PNC to cut 5,800 jobs after reporting 4Q loss
PNC Financial Services Group Inc., which became a major banking competitor in the Baltimore region last year by acquiring Mercantile Bankshares, announced plans to cut 5,800 jobs as it disclosed a $248 million fourth-quarter loss. The job cuts announced by PNC cover about 9.7 percent of the combined banks' 59,595-person work force, PNC said. The company expects to complete the cuts by 2011 to help save $1.2 billion annually.
AOL names new advertising chief
AOL, struggling to remake itself as an advertising-based company, has named former Yahoo executive Gregory Coleman as head of its online advertising unit, making him the third person in that role in 17 months.

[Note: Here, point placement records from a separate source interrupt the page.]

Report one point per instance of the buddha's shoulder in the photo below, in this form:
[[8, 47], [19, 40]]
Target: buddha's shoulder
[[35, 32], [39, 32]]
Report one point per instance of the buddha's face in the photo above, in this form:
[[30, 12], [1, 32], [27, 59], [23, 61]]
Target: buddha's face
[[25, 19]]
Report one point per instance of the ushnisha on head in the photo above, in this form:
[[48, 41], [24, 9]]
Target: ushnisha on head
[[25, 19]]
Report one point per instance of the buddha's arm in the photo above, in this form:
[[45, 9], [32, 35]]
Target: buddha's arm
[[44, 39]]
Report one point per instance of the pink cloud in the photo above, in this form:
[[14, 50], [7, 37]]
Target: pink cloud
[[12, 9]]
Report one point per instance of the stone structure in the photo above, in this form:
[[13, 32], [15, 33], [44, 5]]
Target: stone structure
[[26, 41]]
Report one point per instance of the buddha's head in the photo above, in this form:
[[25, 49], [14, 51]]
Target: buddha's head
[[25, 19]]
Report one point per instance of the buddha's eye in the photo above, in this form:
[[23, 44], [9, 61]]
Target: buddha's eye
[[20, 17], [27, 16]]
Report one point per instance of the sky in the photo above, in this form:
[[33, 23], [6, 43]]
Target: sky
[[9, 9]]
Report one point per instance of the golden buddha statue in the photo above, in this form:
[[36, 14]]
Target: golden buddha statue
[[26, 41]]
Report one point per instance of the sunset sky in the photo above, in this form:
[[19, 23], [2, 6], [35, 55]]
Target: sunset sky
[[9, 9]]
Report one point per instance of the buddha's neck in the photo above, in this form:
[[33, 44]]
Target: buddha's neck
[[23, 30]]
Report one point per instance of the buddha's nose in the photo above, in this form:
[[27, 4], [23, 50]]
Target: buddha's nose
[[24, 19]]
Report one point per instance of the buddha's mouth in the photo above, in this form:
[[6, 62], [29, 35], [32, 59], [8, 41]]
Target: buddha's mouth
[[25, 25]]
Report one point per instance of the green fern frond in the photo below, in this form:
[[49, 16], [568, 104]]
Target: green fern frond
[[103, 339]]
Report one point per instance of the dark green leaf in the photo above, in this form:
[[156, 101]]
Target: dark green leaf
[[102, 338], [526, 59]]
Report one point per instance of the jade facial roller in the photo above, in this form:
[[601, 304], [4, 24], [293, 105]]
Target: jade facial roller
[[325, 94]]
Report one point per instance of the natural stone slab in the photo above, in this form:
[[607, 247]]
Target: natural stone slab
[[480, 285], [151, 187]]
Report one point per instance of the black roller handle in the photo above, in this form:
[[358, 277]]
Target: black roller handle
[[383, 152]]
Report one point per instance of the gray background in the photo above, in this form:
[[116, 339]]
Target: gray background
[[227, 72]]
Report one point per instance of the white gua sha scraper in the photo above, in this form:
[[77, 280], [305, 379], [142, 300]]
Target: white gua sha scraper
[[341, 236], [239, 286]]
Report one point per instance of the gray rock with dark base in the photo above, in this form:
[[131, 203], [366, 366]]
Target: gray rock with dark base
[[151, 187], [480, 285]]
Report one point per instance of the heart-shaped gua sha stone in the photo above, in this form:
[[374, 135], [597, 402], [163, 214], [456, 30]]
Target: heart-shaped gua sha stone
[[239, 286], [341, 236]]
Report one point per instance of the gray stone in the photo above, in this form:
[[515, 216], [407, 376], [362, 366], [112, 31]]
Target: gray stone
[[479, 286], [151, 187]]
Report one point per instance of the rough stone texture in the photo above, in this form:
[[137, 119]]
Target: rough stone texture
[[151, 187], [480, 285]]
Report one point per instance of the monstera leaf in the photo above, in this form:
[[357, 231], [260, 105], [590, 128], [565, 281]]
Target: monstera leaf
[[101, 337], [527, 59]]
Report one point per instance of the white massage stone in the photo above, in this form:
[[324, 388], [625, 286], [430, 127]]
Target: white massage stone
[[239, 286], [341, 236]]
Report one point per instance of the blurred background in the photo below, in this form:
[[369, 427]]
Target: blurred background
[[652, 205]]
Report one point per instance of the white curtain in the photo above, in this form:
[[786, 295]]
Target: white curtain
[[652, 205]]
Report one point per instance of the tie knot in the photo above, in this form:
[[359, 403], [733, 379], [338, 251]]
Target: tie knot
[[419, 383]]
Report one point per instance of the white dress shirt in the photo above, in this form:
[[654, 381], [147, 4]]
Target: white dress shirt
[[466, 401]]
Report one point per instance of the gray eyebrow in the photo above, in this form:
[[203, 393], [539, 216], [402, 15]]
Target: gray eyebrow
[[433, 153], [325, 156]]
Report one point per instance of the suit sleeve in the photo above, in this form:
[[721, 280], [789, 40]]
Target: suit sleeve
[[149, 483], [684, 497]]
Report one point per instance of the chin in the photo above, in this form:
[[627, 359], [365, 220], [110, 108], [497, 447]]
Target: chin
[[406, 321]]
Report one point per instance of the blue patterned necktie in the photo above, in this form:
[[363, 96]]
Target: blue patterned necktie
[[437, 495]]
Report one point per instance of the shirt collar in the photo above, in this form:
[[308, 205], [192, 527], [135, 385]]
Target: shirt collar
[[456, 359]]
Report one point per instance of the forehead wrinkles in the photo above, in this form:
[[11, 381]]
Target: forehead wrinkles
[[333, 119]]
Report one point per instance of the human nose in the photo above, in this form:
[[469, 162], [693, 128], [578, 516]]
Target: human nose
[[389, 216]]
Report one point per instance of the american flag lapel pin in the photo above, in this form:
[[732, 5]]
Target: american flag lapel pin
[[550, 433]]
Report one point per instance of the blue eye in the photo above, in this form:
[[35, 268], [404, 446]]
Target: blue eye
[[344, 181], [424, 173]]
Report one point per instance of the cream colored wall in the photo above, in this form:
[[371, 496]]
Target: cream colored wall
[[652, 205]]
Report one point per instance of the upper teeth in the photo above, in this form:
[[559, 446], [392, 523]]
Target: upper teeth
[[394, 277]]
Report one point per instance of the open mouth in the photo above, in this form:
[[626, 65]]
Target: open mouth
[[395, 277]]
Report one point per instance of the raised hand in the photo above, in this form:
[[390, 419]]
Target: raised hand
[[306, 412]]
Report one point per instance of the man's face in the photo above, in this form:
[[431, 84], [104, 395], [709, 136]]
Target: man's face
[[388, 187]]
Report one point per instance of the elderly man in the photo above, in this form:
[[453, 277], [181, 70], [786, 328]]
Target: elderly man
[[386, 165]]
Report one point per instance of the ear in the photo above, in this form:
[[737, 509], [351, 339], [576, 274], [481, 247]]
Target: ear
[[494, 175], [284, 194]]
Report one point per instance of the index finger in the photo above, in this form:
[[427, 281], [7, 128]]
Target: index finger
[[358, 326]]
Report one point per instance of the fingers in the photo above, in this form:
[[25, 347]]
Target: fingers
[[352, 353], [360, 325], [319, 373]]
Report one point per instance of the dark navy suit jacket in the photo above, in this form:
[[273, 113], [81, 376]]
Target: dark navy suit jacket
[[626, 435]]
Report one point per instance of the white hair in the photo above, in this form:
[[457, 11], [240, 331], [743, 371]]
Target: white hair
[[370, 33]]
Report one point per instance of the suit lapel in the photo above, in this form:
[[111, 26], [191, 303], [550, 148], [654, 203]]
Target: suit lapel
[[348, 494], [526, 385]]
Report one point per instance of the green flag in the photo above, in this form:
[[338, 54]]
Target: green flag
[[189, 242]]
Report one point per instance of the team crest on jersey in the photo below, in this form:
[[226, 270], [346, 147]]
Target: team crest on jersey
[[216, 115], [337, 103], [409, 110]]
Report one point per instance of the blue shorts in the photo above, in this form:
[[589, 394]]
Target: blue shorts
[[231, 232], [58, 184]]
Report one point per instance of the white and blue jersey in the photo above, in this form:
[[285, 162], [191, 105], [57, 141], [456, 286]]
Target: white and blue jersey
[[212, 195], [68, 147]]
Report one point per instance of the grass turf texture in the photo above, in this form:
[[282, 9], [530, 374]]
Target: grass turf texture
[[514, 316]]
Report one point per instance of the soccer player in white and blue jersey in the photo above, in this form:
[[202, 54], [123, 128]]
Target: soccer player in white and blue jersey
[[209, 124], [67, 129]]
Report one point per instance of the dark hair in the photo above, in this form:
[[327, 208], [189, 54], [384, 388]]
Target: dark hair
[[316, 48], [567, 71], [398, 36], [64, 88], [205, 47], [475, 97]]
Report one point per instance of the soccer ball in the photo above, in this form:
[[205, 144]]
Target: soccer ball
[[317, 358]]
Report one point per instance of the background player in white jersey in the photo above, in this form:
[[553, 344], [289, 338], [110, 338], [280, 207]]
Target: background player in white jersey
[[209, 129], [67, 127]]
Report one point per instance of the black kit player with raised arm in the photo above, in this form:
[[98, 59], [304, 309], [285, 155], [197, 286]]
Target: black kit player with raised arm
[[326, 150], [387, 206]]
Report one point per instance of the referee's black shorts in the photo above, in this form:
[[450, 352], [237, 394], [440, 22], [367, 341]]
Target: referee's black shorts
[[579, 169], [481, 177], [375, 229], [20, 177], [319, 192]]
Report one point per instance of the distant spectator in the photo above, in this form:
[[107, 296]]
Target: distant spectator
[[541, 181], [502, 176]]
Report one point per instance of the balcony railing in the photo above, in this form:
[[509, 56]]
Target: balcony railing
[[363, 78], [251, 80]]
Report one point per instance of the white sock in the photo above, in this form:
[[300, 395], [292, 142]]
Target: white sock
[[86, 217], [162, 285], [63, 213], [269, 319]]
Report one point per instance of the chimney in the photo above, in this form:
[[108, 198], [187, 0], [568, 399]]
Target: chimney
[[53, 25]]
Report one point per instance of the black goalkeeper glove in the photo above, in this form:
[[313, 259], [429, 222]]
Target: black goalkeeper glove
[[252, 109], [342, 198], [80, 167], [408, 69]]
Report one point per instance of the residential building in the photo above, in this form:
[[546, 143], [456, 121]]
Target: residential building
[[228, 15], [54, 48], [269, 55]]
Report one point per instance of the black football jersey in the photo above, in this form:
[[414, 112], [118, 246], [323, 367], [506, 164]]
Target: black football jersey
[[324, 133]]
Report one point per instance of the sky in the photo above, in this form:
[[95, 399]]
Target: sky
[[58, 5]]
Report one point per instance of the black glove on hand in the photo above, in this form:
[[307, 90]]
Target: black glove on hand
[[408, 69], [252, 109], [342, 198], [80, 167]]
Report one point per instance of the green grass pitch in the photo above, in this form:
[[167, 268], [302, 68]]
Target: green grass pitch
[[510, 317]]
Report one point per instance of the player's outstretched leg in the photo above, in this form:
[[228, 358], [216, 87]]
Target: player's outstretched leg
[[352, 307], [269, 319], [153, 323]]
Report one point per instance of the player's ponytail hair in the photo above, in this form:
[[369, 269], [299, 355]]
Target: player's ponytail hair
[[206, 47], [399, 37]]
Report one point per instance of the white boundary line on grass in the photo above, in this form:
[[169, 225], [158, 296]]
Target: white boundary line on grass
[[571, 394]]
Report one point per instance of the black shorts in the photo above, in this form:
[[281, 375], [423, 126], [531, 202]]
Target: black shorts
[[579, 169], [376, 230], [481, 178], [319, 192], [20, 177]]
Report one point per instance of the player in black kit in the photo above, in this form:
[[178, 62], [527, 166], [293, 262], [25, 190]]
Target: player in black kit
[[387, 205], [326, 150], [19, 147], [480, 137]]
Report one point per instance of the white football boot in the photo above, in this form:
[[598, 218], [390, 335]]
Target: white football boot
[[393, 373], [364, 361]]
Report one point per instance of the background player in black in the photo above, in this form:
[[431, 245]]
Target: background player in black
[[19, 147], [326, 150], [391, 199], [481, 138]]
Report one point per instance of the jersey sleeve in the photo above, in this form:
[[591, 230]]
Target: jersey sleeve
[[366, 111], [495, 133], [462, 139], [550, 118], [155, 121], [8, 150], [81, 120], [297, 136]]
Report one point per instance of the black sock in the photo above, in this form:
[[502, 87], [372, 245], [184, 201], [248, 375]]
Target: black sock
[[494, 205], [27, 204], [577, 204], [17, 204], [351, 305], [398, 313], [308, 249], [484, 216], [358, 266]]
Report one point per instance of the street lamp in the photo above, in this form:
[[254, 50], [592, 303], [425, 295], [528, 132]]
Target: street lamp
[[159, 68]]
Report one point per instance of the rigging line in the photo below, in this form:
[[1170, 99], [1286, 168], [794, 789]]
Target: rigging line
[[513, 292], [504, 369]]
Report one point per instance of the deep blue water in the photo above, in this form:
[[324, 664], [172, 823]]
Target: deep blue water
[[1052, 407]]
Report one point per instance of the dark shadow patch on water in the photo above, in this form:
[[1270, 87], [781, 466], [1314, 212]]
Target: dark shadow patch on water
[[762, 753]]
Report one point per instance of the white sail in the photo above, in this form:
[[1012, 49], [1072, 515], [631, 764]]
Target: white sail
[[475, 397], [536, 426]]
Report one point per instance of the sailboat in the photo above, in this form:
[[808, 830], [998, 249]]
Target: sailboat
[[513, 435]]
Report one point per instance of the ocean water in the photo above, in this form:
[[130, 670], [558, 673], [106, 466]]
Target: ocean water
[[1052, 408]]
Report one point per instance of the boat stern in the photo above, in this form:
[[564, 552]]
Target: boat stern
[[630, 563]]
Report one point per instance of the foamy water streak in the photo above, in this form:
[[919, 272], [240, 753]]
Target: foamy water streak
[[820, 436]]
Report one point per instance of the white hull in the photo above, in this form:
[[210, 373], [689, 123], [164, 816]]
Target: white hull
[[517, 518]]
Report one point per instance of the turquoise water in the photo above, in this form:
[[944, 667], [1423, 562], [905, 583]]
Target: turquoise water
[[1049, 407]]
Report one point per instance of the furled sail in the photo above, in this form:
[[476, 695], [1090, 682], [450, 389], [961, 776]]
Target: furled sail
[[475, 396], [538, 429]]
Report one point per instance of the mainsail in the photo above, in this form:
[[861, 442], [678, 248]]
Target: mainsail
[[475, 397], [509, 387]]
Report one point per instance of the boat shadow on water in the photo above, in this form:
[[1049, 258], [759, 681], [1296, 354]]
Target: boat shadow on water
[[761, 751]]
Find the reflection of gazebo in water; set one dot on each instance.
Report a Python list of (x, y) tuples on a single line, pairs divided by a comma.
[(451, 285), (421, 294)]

The unit revolves around Baltimore-based Advertising.com. Coleman, Yahoo Inc.'s former executive vice president for global sales, replaces Lynda Clarizio, who took the position last March. Clarizio had been charged with improving the integration of Advertising.com and other related acquisitions, but the effort appears to have run into problems as the recession crimps advertising budgets. Clarizio hasn't announced whether she will leave the company.
Yerman, Gaylord Brooks realty units to merge
The real estate brokerage arm of land developer Gaylord Brooks Realty Co. is merging with Yerman, Witman, Gaines & Conklin Realty, the real estate division of Baltimore-based Strata Group. Gaylord Brooks, also based in Baltimore, will continue developing land for residential communities. The company has developed more than 50 communities, mostly in northern Baltimore County. Gaylord's 10 real estate sales agents will become agents for Yerman, which now has 60 agents. The merged entity will be responsible for selling the 100 building lots Gaylord developed and has on the market in northern Baltimore, Carroll and Harford counties. Yerman, Witman expects to market the homes that eventually will be built on those lots, said William Yerman, chief executive of Strata. The two-year-old Strata also has a new-homes division, mortgage company, title company and financial services arm.
Wells Fargo defends, then cancels Vegas junket
WASHINGTON: Wells Fargo & Co. abruptly canceled yesterday a pricey Las Vegas casino junket for employees after criticism that it was misusing $25 billion in taxpayer bailout money. The company initially defended the trip after the Associated Press reported it had booked 12 nights beginning Friday at the Wynn Las Vegas and the Encore Las Vegas. But within hours, investigators and lawmakers on Capitol Hill had scorned the bank, and the company canceled. The conference is a Wells Fargo tradition. Previous all-expense-paid trips have included helicopter rides, wine tasting, horseback riding in Puerto Rico and a private Jimmy Buffett concert in the Bahamas.